Files
bluejay-infra/apps/github-runner/README.md
2026-05-17 21:50:29 -05:00

2.2 KiB

GitHub Runner Fleet

ArgoCD owns apps/github-runner/github-runner.yaml. Do not patch live runner Deployments with kubectl; update this manifest and let ArgoCD reconcile.

Runner Shape

All repo-scoped Linux runners use:

  • ACCESS_TOKEN from the github-runner-token Secret
  • RUN_AS_ROOT=false
  • EPHEMERAL=true
  • LABELS=self-hosted,linux,fc-build-linux
  • writable non-root paths under /home/runner for .NET, NuGet, XDG cache, and Actions tool cache

github-runner for FlowerCore.Common is single-replica because it retains the original Longhorn ReadWriteOnce NuGet PVC. github-runner-sharedpos and the top Linux-cost repo runners use two replicas with per-pod emptyDir caches.

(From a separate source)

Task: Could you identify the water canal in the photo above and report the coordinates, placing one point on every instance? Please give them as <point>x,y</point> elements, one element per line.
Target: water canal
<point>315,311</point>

That is the safe backlog-drain strategy: no two pods share one RWO PVC.

Post-Merge Proof

After the PR is merged and ArgoCD syncs, verify the runner fleet:

kubectl -n github-runner get deploy,pods,pvc

Verify GitHub registration for the repo-scoped runners:

for repo in FlowerCore.Common FlowerCore.Shared.Pos FlowerCore.Puppet FlowerCore.Signage \
            FlowerCore.DMS FlowerCore.Telephony FlowerCore.Print.Web FlowerCore.Chat \
            FlowerCore.MySQL FlowerCore.Kiosk.Linux; do
  echo "=== $repo ==="
  gh api "/repos/astoltz/$repo/actions/runners" \
    --jq '.runners[] | select(.labels[].name == "fc-build-linux") | {name,status,busy,labels:[.labels[].name]}'
done

Shared.Pos publish proof after the runner pod is online:

gh run list --repo astoltz/FlowerCore.Shared.Pos \
  --workflow "Build, Test & Publish" --branch main --limit 5

If the latest run is still queued after runner registration, rerun the workflow from GitHub Actions and verify it lands on an rke2-linux-* runner.

Failure Notes

  • actions/setup-dotnet permission error at /usr/share/dotnet: check that DOTNET_INSTALL_DIR=/home/runner/.dotnet and related cache env vars are present on the runner pod.
  • 404 during runner registration: the fine-grained PAT is valid but missing repository access for that repo. Add the repo to the PAT access list; the PAT value does not change.
  • Multi-Attach volume error: only the Common runner uses a RWO PVC and it must stay single-replica. New multi-replica runners use emptyDir.